The company called the filing an attempt to restructure its balance sheet, not its operations, and eliminate some $1.9 billion of debt, though it also announced it may close some of its underperforming stores. It was unknown on Monday if the company had plans to close its store in the Magic Valley Mall.
“This transaction substantially reduces the debt on our balance sheet and will enhance our efforts to provide the best possible experience for our customers,” company CEO Ron Marshall said in a prepared statement. “We will complete this process as a healthier, more profitable company, which will position us to be an even stronger business partner for our suppliers, concessions partners, and franchisees.”
Claire’s earned $29 million in profit last year and $1.3 billion in revenue, according to the company. “Claire’s is growing, not shrinking, its business,” officials said, noting they expect "its concessions business to grow by more than 4,000 stores in 2018.”

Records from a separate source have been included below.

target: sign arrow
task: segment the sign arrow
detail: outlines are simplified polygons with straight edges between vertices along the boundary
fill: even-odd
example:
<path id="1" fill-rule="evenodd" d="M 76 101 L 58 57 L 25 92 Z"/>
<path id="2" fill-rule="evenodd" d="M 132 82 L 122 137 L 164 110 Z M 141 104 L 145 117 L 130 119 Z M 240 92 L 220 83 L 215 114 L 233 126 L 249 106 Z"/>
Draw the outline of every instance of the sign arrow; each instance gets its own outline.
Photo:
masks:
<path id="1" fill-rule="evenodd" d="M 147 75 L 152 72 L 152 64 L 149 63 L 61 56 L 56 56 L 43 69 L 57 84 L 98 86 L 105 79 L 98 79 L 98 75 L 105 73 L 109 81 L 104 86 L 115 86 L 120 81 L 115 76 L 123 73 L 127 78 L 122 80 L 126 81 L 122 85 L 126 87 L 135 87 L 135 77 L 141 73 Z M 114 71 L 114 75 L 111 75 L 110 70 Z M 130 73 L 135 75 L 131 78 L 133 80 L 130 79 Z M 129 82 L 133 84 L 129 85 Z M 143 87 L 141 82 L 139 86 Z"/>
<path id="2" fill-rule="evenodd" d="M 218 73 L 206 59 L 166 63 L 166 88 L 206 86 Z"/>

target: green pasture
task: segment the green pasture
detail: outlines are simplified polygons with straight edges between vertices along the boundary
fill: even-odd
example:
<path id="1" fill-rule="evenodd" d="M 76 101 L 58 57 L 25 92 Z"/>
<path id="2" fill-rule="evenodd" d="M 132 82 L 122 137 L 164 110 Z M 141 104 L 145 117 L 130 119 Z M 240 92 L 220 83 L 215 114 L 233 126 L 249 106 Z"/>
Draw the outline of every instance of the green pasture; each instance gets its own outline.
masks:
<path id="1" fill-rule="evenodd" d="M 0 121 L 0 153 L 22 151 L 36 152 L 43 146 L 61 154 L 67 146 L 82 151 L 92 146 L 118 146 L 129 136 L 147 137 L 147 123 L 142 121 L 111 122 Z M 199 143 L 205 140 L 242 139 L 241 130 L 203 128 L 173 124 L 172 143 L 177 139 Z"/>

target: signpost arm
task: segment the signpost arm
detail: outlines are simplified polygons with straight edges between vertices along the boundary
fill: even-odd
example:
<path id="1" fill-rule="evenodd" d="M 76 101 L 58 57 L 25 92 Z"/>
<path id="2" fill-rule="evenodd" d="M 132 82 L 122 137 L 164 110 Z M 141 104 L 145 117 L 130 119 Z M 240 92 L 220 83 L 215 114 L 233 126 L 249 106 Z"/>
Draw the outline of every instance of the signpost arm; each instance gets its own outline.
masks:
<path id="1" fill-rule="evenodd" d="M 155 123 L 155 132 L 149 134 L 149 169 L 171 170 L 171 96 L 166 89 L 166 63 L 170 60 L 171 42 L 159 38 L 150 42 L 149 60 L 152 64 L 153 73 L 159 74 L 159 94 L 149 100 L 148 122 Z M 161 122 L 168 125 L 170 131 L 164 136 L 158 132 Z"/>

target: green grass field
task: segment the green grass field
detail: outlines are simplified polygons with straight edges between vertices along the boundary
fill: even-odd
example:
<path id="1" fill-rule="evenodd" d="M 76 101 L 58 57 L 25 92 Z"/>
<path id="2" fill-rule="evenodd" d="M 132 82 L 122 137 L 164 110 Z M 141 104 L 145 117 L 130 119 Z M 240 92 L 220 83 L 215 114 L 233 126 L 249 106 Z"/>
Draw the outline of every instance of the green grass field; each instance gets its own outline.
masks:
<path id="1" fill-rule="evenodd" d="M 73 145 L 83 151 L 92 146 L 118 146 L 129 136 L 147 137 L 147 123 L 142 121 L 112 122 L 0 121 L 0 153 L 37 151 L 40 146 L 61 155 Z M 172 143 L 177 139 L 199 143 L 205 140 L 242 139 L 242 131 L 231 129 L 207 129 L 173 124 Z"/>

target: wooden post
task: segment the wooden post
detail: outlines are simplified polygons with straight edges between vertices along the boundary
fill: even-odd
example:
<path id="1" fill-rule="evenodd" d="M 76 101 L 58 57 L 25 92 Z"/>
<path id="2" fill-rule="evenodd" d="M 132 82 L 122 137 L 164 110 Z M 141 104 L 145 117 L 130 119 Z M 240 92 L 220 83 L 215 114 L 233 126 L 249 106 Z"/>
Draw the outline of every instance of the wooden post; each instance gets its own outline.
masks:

Still, the company is among a number of other retail stores that have suffered financial woes as more people turn to online shopping. Sears, which for years also has had a Magic Valley presence, and Toy’s R Us are among the retailers with plans to liquidate stores due to changes in consumer spending and a growing e-commerce market.
Company officials said they believe with its financial restructuring, however, Claire’s will be able to survive for years to come, in part because it offers something that online markets cannot physically replicate: ear piercing.
According to the company, Claire’s, which brands itself as “A Girl’s Best Friend,” has pierced more than 100 million ears worldwide – more than 3.5 million in in the U.S. alone in 2017.
Claire’s said it expects to complete the chapter 11 process, and come out a more robust company with $150 of liquidity, by September.